“Ao mestre, com carinho”: jornalista Lúcio Flávio Pinto se despede do jornalismo diário
Belém, 13 de julho de 2023 – Quando eu decidi parar com a “vagabundagem”, depois de 10 anos sem estudar, e encarar de frente a profissão na qual eu já estava atuando, como jornalista, e fazer vestibular, já sabia que teria, caso passasse para o curso de Jornalismo, na UFPA, aulas com Lucio Flávio Pinto. Passei e esperei dois anos pelas aulas com quem foi, pra mim, um verdadeiro mestre.
Nós tínhamos aulas com Lucio – nas disciplinas Ética e História da Imprensa – das 16 às 20 horas, sendo que as duas disciplinas se misturavam nos assuntos. E eu, da minha parte, foram quatro horas, às segundas e quartas-feiras, com um pequeno intervalo, que muitas boas lembranças me trazem.
Ver a chegada de Lucio, sempre impecável, vestido de modo formal, com uma pasta na mão, rompendo o calor senegalesco, às 15h55, nas salas sem ar condicionado do bloco F, campus básico da UFPA, é muito presente pra mim. Isso sem falar do “famoso” Passat, de um azul que não imagino de qual paleta.

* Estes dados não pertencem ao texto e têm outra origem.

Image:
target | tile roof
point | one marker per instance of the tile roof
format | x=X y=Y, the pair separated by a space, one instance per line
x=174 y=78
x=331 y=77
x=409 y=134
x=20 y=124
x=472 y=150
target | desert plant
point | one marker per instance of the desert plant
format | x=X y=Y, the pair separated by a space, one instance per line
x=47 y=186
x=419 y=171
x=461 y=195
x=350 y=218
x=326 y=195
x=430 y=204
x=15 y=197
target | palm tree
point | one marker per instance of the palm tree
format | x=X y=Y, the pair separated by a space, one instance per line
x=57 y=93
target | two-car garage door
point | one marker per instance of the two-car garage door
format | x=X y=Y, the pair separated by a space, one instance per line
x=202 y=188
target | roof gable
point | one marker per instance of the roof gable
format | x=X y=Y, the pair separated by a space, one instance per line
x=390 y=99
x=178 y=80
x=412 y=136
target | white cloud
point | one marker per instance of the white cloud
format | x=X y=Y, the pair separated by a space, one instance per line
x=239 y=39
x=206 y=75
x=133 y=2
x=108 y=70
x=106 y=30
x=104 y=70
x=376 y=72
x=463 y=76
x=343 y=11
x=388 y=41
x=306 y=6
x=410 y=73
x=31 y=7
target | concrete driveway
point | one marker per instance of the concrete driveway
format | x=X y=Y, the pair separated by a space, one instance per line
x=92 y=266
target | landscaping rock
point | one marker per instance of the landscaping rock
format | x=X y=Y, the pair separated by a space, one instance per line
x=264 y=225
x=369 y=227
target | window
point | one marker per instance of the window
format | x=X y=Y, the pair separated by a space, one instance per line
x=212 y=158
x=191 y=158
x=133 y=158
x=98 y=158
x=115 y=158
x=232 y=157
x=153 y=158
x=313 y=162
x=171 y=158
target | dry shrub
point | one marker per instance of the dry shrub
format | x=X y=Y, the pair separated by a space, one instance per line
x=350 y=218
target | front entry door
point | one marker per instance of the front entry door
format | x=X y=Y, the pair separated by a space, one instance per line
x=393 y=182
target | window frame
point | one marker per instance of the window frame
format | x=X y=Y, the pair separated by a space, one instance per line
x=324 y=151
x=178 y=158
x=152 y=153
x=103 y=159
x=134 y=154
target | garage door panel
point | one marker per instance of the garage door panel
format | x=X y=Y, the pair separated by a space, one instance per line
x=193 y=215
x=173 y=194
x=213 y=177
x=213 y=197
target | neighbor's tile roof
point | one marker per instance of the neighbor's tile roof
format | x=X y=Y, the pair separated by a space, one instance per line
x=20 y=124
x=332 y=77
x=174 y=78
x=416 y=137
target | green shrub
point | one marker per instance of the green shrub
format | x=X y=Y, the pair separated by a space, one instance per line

Às vezes, o Passat deixava Lucio “na mão”. E nesses momentos, era comum estar com o mestre no mesmo “busão” UFPA-Presidente Vargas. Era o momento de conversar com Lucio sobre muitos assuntos, rompendo a quarta parede “professor-aluno”. Tenho ótimas lembranças dessas conversas.
Depois de formada, consegui manter um contato, mesmo que mínimo com ele. Algumas vezes, nos encontrávamos em algum evento em Belém. E a conversa sempre era das melhores. Mais tarde, as conversas passaram a ser por e-mail. Lucio sempre foi/ é de uma gentileza ímpar comigo. No que que deixo aqui minha gratidão.

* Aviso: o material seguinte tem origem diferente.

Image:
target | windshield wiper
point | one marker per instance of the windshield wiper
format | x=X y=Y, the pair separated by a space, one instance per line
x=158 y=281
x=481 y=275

Parada – No último sábado, dia 8, Lucio publicou que, devido ao diagnóstico de Mal de Parkinson, que agora começa a afetar a cognição dele, vai deixar o jornalismo diário.
A convite do site Jornalista & Cia, fiz uma entrevista com Lucio Flávio Pinto na qual ele fala sobre a carreira, a decisão de desacelerar e o que o futuro reserva.
Acompanhe a seguir:
O jornalista paraense Lucio Flávio Pinto, de 73 anos, natural de Santarém, município localizado na região oeste do Pará, publicou no último sábado, 8, no site Agenda Amazônica, escrito e editado por ele, que vai abandonar o jornalismo diário, depois de quase seis décadas dedicadas à profissão. A motivo da decisão é que Lucio se descobriu portador do Mal de Parkinson, em 2018, uma doença degenerativa e sem cura, e que começa a atingir a cognição do jornalista.

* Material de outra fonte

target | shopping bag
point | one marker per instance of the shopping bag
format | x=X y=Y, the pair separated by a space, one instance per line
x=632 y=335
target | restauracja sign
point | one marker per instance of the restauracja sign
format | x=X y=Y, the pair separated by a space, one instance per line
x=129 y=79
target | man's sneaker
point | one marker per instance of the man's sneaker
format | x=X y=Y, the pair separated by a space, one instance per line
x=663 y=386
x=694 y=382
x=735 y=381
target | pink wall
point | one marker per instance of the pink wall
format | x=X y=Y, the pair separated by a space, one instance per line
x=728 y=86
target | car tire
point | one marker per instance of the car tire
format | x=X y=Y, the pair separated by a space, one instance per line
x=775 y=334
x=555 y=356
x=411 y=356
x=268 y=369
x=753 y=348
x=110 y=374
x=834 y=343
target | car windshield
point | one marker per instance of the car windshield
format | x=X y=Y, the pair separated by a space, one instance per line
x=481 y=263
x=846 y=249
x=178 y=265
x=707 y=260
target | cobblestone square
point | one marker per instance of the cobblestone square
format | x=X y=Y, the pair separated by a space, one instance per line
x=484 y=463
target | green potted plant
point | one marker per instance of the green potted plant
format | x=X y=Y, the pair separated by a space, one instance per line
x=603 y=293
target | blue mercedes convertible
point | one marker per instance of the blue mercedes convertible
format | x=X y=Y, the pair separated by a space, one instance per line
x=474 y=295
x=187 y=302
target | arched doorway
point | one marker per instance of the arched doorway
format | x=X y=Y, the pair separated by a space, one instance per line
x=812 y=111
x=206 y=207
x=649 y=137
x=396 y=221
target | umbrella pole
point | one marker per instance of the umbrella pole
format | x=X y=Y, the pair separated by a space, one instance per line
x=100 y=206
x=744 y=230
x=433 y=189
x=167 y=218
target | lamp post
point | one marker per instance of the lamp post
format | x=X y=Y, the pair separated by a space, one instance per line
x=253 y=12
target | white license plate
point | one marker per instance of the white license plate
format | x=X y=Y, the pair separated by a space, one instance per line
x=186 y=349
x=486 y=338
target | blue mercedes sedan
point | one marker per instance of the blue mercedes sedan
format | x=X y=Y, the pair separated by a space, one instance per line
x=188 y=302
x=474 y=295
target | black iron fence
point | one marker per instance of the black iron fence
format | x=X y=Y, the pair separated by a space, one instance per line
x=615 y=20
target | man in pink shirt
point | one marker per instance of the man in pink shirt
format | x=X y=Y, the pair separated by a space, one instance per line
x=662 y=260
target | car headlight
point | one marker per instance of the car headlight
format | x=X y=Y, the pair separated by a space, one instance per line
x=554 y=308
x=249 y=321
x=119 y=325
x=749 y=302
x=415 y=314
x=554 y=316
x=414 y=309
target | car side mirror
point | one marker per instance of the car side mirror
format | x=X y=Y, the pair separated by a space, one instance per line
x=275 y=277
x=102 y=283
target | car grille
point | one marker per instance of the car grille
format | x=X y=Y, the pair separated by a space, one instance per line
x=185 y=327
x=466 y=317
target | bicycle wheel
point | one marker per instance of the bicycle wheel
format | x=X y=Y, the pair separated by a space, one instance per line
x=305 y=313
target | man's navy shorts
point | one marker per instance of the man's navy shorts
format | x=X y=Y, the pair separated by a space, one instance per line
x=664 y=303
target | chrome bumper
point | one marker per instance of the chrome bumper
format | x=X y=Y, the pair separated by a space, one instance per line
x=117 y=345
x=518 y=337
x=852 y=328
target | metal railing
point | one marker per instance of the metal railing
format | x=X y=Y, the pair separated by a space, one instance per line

Em sua despedida, sob o título “Perdão, leitores”, Lucio escreveu “Fui alertado pelos médicos: na sua progressão, o Parkinson poderia começar a atingir a minha cognição; e eu seria abalado. Esse dia chegou. Mesmo lendo e relendo o extrato de um contrato, que motivou uma nota, já cancelada, voluntariamente, li errado e só percebi o erro neste momento. Acordei subitamente, assustado, já com a constatação do erro crasso que cometera por uma leitura prejudicada”, esclareceu.
“Só cancelar a nota, como fiz, não é o suficiente. Depois de anos de convivência com a doença mental, este foi o primeiro erro desse tipo que cometi, depois de milhares de notas que escrevi neste blog já com o diagnóstico do Mal. Sob o choque da percepção, decidi encerrar a minha atividade jornalística pública diária. Não quero cometer um novo erro desse tipo, por redução ou, em algum momento, perda da capacidade cognitiva”, enfatizou.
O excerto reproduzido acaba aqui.